Inktomi is the latest in a series of hot IPOs by Internet-related companies, including ISS Group Inc., Verisign Inc. and Exodus Communications Inc. These offerings have created their own "self-fulfilling prophecy," said Claudia Mott, director of small-stock research at Prudential Securities Inc.

The Internet sector is the only area of the new-issues market that has consistently performed well, Ms. Mott said. Consequently, fund managers clamor for the offerings, driving up demand and price.

But Ms. Mott warned that Internet stocks will likely succumb to the same cycle as other high-flying niches from years past. The market will eventually become saturated, she predicted, and only a few of the companies will survive as long-term profitable investments.

Inktomi got its start in 1995, when Prof. Brewer was conducting government-funded research at UC-Berkeley on ways to link many computer workstations to function like a supercomputer. His first demonstration project involved creating an Internet search engine. Realizing that it had commercial potential, he and Mr. Gauthier formed Inktomi.

The two men agreed to pay the university a licensing fee, in stock, for work done at Berkeley. Details of that licensing arrangement aren't public, but the university holds less than 5% of the shares. The largest holder in Inktomi, with about 15% of the stock, is Oak Investment Partners, a venture-capital group with offices in Westport, Conn., and Palo Alto, Calif.

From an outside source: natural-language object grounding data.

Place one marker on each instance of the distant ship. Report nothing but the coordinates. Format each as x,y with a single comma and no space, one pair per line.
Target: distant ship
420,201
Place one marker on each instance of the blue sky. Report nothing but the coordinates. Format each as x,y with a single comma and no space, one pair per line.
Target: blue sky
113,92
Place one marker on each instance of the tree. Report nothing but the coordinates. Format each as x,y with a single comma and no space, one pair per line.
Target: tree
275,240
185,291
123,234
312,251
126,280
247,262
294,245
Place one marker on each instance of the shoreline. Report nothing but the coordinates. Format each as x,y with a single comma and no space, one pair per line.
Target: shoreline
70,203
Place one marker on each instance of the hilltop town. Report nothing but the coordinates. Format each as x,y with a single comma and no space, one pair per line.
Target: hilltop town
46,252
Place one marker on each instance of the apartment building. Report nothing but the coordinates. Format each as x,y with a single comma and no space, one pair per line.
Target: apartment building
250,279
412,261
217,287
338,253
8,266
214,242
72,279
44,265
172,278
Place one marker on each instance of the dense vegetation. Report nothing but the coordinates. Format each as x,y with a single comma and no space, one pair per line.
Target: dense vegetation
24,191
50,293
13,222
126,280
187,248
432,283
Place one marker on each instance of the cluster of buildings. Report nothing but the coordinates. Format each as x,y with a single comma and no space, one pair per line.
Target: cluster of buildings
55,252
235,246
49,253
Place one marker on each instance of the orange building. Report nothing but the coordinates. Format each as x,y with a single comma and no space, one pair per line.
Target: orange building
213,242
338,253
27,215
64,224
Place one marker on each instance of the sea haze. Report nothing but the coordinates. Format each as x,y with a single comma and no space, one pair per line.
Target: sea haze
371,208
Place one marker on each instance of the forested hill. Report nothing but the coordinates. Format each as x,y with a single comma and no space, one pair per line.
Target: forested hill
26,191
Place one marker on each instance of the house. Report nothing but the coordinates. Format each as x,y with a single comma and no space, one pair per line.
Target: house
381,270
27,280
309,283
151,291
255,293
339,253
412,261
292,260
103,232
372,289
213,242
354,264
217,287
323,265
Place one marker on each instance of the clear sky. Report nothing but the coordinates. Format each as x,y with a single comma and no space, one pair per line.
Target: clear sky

At Inktomi's offices Wednesday, about 30 employees gathered to watch a video feed as the stock was posted on the Nasdaq for the first time. But Shernaz Daver, Inktomi's vice president for corporate marketing, said it was mostly a normal day -- aside from employees occasionally checking the new stock price. "People are trying to figure out what to do next," Ms. Daver said.

--Dunstan Prial of Dow Jones Newswires contributed to this article.